Equivalent properties of a proper ideal of a generalized boolean algebra I do not understand the item c) of the following question, the exercise 9 from section 1.2 from the book "Lattice-ordered Rings and Modules" from Stuart A. Steinberg:
A generalized boolean algebra is a distributive lattice $X$ with least element $0$ which is relatively complemented; this means that complements exist in each closed interval $[a,b]=\{x\in X:a\leq x\leq b\}$.
An ideal of a lattice $X$ is a nonempty subset $I$ such that if $a,b\in I$ and $c\in X$ with $c\leq a$, then $a\sqcup b\in I$ and $c\in I$. $I$ is a prime ideal of $X$ if and only if $I$ is proper ideal and whenever $a,b\in X$ with $a\sqcap y\in I$, then $a\in I$ or $b\in I$. Let $I$ be a subset of the generalized boolean algebra $X$. Show that $I$ is an ideal of $X$ if and only if $I$ is an ideal of the [induced boolean] ring $X$. Moreover, the following are equivalent for the proper ideal $I$:
a) $I$ is a prime ideal.
b) $I$ is a maximal ideal.
c) If $x\in X$ and $y$ is its complement in some interval $[a,b]$, then $x\in I$ or $y\in I$.
d) $|X/I|=2$.
Just help me to interpret correctly the item (c) (I was able to prove the equivalence of the other items).
 A: I think there might be a typo on the book. Indeed, condition $c)$ is not equivalent to the others. It implies that $I=X$. Indeed, we can take $x=y=a=b$ and so $a \in I$ for all $a \in X$. Thus there is no proper ideal satisfying $c)$. Whereas there are clearly proper ideals satisfying $a),b)$ and $d)$.
I think he meant the following condition:
$c')$ If $x \in X$ and $y$ is its complement in some interval $[0,b]$, then $x \in I$ or $y \in I$. 
Indeed, we can prove it is equivalent to $a)$:
$a) \Rightarrow c').$ If $x \in X$ and $y$ is its complement in some interval $[0,b]$, then $x \wedge y=0 \in I$. Since $I$ is prime, $x \in I$ or $y \in I$.

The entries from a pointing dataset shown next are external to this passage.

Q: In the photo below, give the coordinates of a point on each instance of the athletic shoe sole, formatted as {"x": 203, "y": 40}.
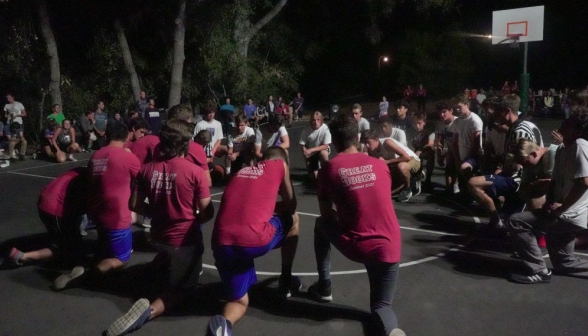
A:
{"x": 65, "y": 280}
{"x": 123, "y": 323}
{"x": 217, "y": 326}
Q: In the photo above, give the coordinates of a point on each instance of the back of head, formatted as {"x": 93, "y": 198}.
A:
{"x": 343, "y": 132}
{"x": 203, "y": 137}
{"x": 116, "y": 132}
{"x": 275, "y": 153}
{"x": 175, "y": 138}
{"x": 180, "y": 112}
{"x": 137, "y": 124}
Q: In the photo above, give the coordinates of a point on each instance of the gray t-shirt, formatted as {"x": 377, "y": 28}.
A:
{"x": 571, "y": 164}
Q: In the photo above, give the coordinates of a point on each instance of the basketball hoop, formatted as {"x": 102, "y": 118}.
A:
{"x": 513, "y": 40}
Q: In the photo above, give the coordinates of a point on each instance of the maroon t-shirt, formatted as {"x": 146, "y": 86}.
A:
{"x": 247, "y": 206}
{"x": 144, "y": 148}
{"x": 360, "y": 186}
{"x": 64, "y": 195}
{"x": 173, "y": 188}
{"x": 112, "y": 169}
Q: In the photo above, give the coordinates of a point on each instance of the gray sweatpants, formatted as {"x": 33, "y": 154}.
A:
{"x": 559, "y": 236}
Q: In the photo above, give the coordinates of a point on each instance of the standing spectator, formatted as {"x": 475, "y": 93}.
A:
{"x": 467, "y": 141}
{"x": 142, "y": 104}
{"x": 298, "y": 106}
{"x": 270, "y": 105}
{"x": 250, "y": 111}
{"x": 15, "y": 137}
{"x": 284, "y": 110}
{"x": 153, "y": 118}
{"x": 421, "y": 97}
{"x": 361, "y": 229}
{"x": 408, "y": 94}
{"x": 214, "y": 148}
{"x": 14, "y": 111}
{"x": 57, "y": 114}
{"x": 402, "y": 119}
{"x": 100, "y": 121}
{"x": 384, "y": 105}
{"x": 227, "y": 116}
{"x": 85, "y": 130}
{"x": 64, "y": 141}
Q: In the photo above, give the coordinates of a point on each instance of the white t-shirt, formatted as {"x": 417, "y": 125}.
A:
{"x": 238, "y": 141}
{"x": 216, "y": 131}
{"x": 571, "y": 164}
{"x": 313, "y": 138}
{"x": 270, "y": 140}
{"x": 465, "y": 127}
{"x": 404, "y": 148}
{"x": 399, "y": 135}
{"x": 14, "y": 109}
{"x": 362, "y": 125}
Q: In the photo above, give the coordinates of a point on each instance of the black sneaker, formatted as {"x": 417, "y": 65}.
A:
{"x": 321, "y": 291}
{"x": 288, "y": 286}
{"x": 538, "y": 277}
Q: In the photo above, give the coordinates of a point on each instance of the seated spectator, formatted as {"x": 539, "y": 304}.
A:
{"x": 15, "y": 138}
{"x": 402, "y": 162}
{"x": 85, "y": 130}
{"x": 389, "y": 131}
{"x": 422, "y": 144}
{"x": 314, "y": 142}
{"x": 64, "y": 141}
{"x": 240, "y": 146}
{"x": 273, "y": 134}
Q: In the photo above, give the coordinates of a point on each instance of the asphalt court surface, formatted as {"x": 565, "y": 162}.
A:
{"x": 452, "y": 280}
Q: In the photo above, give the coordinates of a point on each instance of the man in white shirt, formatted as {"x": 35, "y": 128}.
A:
{"x": 14, "y": 111}
{"x": 314, "y": 142}
{"x": 467, "y": 140}
{"x": 214, "y": 148}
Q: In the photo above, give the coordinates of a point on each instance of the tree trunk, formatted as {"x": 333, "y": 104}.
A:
{"x": 55, "y": 83}
{"x": 175, "y": 90}
{"x": 128, "y": 58}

$c') \Rightarrow a).$ Let $x,y \in X$ such that $x \wedge y \in I$. Let $z$ be the complement of $y$ in $[0, x \vee y]$. Hence, $z$ is the difference "$x-y$". By $c')$ we have $y \in I$ or $z \in I$. If $y \in I$, we are done. If $z \in I$, then $z \vee (x \wedge y) \in I$ because $I$ is an ideal. But 
$$z \vee (x \wedge y)= (z \vee x) \wedge (z \vee y)=x \wedge (x \vee y)=x$$ 
We used $z \vee x=x$. That follows from $z= z \wedge (x \vee y)=(z \wedge x ) \vee (z \wedge y)= (z \wedge x ) \vee 0= z \wedge x$, which means $z \leq x$.